Cite as: https://hdl.handle.net/21.11116/0000-000E-5ABE-8
Abstract


Background: The use of novel algorithmic techniques is pivotal to many important problems in life science. For example the sequencing of the human genome (Venter et al., 2001) would not have been possible without advanced assembly algorithms and the development of practical BWT based read mappers have been instrumental for NGS analysis.
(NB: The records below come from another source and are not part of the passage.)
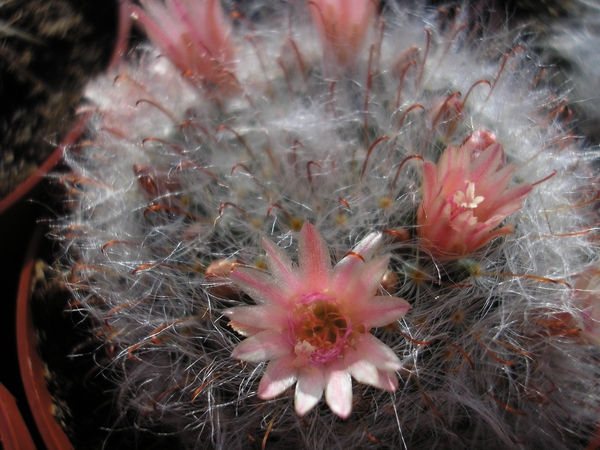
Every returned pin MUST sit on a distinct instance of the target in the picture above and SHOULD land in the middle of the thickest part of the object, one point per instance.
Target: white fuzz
(172, 179)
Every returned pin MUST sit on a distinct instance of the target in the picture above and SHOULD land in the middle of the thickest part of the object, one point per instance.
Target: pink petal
(309, 389)
(338, 392)
(266, 345)
(262, 317)
(313, 257)
(381, 311)
(430, 188)
(376, 352)
(260, 286)
(280, 375)
(280, 266)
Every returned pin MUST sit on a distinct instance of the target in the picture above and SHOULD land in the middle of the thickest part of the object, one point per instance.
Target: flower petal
(266, 345)
(313, 257)
(338, 392)
(309, 389)
(280, 375)
(382, 310)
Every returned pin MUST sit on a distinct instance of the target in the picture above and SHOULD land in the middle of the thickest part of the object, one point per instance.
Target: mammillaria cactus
(213, 231)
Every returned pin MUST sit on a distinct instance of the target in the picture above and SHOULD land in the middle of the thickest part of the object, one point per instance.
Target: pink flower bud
(343, 26)
(465, 197)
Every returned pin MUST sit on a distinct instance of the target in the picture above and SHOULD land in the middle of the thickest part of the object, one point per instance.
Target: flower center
(464, 199)
(319, 329)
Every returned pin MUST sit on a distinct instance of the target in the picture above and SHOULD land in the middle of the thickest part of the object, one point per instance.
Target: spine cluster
(178, 182)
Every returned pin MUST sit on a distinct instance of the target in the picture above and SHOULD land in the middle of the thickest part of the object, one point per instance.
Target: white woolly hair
(171, 180)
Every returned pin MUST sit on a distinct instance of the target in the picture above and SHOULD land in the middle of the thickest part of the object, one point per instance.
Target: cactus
(188, 200)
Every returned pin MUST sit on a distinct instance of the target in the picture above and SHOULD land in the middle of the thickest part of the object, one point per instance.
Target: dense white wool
(170, 181)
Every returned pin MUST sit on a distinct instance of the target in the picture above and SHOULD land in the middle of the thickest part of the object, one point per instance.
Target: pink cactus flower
(312, 322)
(343, 26)
(465, 197)
(587, 297)
(195, 36)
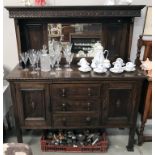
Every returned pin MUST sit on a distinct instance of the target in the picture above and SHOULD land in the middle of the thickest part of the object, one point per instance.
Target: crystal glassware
(33, 58)
(69, 59)
(67, 52)
(38, 54)
(58, 59)
(24, 57)
(52, 63)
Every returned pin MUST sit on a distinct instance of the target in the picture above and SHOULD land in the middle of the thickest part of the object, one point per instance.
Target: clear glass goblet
(58, 59)
(33, 58)
(38, 54)
(24, 57)
(69, 60)
(52, 63)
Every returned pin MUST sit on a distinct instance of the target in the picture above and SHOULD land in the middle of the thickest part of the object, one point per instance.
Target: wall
(10, 58)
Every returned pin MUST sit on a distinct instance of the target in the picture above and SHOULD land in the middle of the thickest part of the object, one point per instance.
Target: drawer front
(33, 105)
(75, 120)
(76, 105)
(75, 90)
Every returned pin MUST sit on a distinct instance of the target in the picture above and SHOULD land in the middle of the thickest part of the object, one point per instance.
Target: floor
(118, 139)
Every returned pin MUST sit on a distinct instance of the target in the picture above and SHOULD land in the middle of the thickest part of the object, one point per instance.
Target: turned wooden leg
(131, 141)
(140, 136)
(19, 135)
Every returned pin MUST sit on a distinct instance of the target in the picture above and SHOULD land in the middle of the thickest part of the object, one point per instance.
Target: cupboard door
(119, 103)
(33, 103)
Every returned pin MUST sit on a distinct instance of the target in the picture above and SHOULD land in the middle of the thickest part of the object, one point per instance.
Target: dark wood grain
(75, 11)
(74, 99)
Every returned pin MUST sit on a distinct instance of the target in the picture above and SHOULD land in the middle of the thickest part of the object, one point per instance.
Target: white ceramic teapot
(99, 55)
(147, 65)
(106, 61)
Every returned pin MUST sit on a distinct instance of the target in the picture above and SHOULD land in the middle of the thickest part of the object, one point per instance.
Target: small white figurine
(81, 54)
(147, 65)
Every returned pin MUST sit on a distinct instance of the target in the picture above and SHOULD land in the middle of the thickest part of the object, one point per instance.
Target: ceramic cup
(83, 61)
(130, 65)
(120, 60)
(106, 63)
(117, 66)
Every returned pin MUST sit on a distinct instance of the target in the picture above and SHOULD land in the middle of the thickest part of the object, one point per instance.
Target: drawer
(76, 119)
(76, 105)
(75, 90)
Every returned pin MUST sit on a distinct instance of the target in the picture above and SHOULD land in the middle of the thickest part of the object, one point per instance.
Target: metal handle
(33, 105)
(64, 106)
(63, 92)
(89, 92)
(118, 103)
(88, 119)
(89, 104)
(64, 120)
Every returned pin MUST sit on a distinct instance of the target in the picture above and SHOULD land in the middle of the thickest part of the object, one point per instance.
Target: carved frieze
(75, 12)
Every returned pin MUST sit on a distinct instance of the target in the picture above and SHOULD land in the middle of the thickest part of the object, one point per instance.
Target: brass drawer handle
(33, 105)
(88, 120)
(118, 103)
(89, 105)
(63, 92)
(64, 121)
(89, 92)
(64, 106)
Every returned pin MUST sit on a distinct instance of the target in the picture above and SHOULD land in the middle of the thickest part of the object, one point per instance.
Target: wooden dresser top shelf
(19, 74)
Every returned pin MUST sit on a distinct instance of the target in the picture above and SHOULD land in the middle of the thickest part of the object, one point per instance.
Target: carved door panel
(115, 38)
(33, 35)
(33, 104)
(118, 102)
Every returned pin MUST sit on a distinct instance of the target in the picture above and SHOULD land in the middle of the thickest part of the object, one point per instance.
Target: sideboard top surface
(74, 11)
(18, 74)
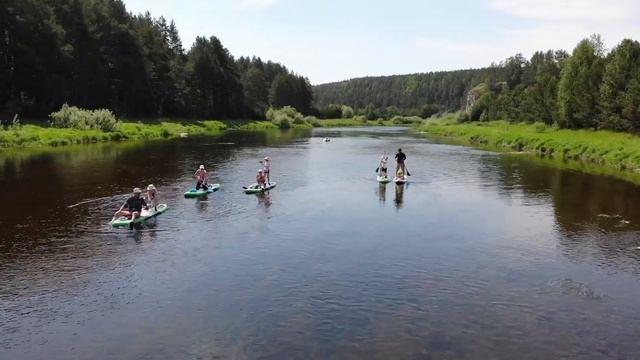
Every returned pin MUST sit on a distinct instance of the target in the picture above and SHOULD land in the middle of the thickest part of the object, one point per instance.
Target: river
(479, 256)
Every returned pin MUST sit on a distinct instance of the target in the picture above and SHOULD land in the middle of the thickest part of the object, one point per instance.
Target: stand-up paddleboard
(144, 215)
(201, 192)
(400, 180)
(255, 188)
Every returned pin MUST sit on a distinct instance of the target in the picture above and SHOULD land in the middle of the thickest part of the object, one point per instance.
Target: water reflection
(481, 263)
(399, 199)
(381, 192)
(264, 200)
(597, 216)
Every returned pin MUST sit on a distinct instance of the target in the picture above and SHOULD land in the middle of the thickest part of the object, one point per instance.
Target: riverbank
(36, 135)
(617, 151)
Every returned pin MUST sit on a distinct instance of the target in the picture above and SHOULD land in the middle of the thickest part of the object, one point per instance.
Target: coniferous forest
(96, 54)
(592, 87)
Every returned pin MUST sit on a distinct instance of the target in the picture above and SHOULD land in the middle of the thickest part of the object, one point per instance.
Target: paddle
(121, 207)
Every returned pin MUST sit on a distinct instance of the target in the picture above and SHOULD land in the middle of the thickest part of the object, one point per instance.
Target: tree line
(95, 54)
(589, 88)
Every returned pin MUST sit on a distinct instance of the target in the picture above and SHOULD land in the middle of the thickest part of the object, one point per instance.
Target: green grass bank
(616, 151)
(41, 135)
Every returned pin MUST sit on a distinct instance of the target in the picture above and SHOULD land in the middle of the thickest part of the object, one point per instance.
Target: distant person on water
(266, 168)
(260, 179)
(400, 158)
(383, 165)
(152, 197)
(133, 206)
(202, 176)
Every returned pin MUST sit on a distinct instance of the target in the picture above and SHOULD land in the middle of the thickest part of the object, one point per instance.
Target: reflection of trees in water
(381, 191)
(592, 212)
(399, 196)
(578, 199)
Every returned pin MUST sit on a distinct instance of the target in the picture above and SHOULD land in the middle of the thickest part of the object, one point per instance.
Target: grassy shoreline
(619, 152)
(36, 135)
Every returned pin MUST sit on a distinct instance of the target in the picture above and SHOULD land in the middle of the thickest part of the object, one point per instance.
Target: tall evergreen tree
(620, 98)
(578, 90)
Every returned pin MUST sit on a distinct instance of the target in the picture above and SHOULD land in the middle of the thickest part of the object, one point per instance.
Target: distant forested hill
(446, 89)
(96, 54)
(589, 88)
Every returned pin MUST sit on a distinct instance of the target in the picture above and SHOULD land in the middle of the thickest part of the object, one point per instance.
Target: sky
(333, 40)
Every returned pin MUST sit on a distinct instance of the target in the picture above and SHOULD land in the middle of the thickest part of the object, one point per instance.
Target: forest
(95, 54)
(589, 88)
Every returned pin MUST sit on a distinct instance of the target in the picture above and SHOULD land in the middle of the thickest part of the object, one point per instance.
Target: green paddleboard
(255, 189)
(200, 192)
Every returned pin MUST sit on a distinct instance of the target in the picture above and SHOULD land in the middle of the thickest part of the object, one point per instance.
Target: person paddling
(400, 158)
(382, 168)
(266, 169)
(134, 206)
(152, 197)
(202, 176)
(260, 179)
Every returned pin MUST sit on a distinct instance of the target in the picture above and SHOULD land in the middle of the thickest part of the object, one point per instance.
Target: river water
(479, 256)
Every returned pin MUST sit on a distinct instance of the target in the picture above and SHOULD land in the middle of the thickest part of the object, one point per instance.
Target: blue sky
(330, 40)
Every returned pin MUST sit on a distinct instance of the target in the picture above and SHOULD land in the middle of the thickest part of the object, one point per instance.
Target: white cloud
(542, 25)
(572, 10)
(255, 3)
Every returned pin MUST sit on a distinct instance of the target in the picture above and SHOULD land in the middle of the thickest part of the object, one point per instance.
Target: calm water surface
(480, 256)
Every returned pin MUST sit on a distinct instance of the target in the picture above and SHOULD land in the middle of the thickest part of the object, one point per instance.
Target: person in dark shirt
(133, 206)
(400, 158)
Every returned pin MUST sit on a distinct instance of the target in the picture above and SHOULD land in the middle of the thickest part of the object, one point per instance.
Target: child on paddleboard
(152, 197)
(266, 168)
(260, 179)
(202, 176)
(383, 165)
(134, 206)
(400, 158)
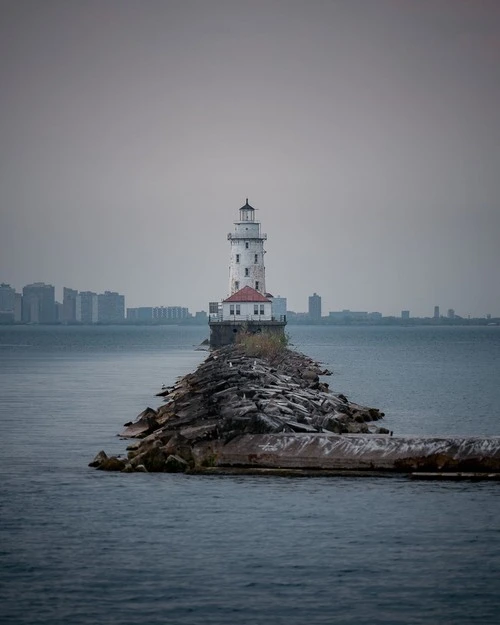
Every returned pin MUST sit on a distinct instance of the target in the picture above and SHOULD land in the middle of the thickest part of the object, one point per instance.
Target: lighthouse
(248, 308)
(246, 261)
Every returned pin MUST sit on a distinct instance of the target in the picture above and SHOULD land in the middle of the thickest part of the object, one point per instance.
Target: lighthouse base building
(248, 308)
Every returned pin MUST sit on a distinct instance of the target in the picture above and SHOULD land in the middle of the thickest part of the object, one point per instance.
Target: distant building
(279, 306)
(170, 313)
(69, 305)
(142, 314)
(39, 304)
(110, 307)
(351, 315)
(201, 316)
(314, 307)
(18, 307)
(86, 307)
(7, 303)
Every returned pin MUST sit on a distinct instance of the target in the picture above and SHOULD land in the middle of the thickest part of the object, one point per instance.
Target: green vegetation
(267, 345)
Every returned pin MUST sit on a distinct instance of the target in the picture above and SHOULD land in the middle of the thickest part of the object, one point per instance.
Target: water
(81, 546)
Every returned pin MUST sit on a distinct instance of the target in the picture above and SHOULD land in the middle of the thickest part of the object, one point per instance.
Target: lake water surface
(81, 546)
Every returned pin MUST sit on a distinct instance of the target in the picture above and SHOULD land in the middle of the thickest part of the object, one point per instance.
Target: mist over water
(83, 546)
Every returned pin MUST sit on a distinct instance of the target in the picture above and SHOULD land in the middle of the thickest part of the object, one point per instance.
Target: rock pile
(230, 395)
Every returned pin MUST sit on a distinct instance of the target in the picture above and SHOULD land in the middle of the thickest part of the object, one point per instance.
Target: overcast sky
(365, 132)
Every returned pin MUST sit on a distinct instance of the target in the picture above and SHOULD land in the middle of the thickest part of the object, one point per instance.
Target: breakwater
(238, 412)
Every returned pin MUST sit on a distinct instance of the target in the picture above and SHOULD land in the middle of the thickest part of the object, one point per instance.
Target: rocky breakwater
(242, 413)
(230, 395)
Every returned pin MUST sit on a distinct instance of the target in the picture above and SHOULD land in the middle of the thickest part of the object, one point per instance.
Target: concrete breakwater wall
(238, 411)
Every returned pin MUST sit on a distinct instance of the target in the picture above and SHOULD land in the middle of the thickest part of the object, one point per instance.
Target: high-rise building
(7, 303)
(143, 313)
(69, 305)
(39, 304)
(279, 307)
(7, 298)
(86, 307)
(169, 313)
(314, 307)
(110, 307)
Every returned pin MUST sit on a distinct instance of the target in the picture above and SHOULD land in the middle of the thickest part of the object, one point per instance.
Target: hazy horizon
(366, 133)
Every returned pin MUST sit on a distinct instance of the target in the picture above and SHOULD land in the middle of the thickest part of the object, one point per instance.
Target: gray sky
(366, 132)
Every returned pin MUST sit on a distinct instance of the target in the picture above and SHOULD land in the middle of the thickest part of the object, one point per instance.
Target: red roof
(247, 294)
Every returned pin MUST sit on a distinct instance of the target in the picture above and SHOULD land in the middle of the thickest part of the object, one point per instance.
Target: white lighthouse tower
(246, 265)
(248, 308)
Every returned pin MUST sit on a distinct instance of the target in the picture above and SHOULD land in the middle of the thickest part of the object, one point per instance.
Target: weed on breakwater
(269, 346)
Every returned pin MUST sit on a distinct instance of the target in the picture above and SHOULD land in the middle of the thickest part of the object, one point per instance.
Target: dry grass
(265, 345)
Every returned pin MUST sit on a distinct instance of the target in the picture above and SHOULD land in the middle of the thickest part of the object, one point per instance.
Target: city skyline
(366, 135)
(314, 309)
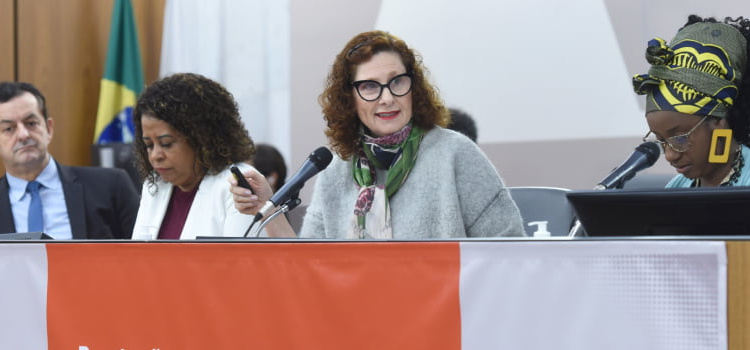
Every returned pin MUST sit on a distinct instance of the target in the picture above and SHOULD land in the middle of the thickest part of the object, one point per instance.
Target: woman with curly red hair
(399, 174)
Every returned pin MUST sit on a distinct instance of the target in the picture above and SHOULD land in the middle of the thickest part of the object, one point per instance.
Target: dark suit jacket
(102, 202)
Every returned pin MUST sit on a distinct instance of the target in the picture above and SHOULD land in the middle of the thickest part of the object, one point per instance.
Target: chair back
(545, 210)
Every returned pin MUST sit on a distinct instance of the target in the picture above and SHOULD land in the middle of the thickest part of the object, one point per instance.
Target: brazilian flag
(123, 79)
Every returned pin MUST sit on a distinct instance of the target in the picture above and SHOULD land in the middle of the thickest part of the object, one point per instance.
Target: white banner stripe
(23, 296)
(593, 295)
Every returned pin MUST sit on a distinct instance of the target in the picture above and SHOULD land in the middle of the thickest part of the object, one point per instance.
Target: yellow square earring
(725, 135)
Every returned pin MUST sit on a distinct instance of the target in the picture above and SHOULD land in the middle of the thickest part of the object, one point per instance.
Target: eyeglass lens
(371, 90)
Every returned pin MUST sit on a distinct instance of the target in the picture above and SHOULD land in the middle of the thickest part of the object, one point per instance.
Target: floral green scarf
(397, 153)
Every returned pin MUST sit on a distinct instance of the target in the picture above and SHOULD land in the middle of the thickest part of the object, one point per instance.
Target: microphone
(645, 155)
(315, 162)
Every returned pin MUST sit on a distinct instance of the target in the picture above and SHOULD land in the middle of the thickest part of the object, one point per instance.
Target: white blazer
(211, 214)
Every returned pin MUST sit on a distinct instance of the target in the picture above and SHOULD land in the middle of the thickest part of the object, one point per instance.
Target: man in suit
(39, 194)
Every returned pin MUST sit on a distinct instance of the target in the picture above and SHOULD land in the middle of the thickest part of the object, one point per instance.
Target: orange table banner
(363, 295)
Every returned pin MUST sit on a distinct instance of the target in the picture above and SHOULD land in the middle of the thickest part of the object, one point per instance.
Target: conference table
(625, 293)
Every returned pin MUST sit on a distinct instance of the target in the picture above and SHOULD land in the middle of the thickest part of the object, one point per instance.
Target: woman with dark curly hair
(399, 174)
(188, 134)
(698, 101)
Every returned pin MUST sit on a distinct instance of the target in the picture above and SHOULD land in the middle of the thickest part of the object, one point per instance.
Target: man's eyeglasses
(370, 90)
(679, 143)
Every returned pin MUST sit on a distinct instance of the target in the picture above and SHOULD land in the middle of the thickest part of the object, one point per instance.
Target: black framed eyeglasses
(370, 90)
(678, 143)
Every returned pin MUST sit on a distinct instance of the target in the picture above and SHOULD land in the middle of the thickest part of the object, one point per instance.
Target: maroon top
(174, 219)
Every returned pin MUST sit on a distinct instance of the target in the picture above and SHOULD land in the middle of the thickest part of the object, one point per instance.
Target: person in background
(38, 194)
(398, 173)
(698, 101)
(188, 134)
(463, 123)
(269, 161)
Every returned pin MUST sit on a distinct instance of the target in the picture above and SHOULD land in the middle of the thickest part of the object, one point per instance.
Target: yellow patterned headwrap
(697, 73)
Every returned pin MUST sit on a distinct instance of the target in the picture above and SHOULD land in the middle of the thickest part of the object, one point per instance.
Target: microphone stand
(289, 205)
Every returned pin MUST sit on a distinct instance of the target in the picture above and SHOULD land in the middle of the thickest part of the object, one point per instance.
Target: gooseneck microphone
(317, 161)
(644, 156)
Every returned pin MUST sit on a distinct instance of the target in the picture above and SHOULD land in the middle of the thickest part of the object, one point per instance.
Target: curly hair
(739, 116)
(338, 97)
(204, 112)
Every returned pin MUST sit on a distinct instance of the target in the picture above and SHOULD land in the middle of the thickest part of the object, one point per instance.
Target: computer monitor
(663, 212)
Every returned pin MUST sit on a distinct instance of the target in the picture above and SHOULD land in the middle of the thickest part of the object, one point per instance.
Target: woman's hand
(248, 203)
(244, 200)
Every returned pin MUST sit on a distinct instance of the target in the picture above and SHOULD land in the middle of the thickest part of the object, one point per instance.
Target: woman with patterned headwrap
(698, 101)
(399, 174)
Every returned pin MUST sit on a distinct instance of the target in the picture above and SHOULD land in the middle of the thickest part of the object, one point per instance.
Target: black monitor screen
(664, 212)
However, owing to the high speed of technological progress and the urgent need for bioinformatics tools, there was a widening gap between state-of-the-art algorithmic techniques and the actual algorithmic components of tools that are in widespread use. We previously addressed this by introducing the SeqAn library of efficient data types and algorithms in 2008 (Döring et al., 2008).

Results: The SeqAn library has matured considerably since its first publication 9 years ago. In this article we review its status as an established resource for programmers in the field of sequence analysis and its contributions to many analysis tools.

Conclusions: We anticipate that SeqAn will continue to be a valuable resource, especially since it started to actively support various hardware acceleration techniques in a systematic manner.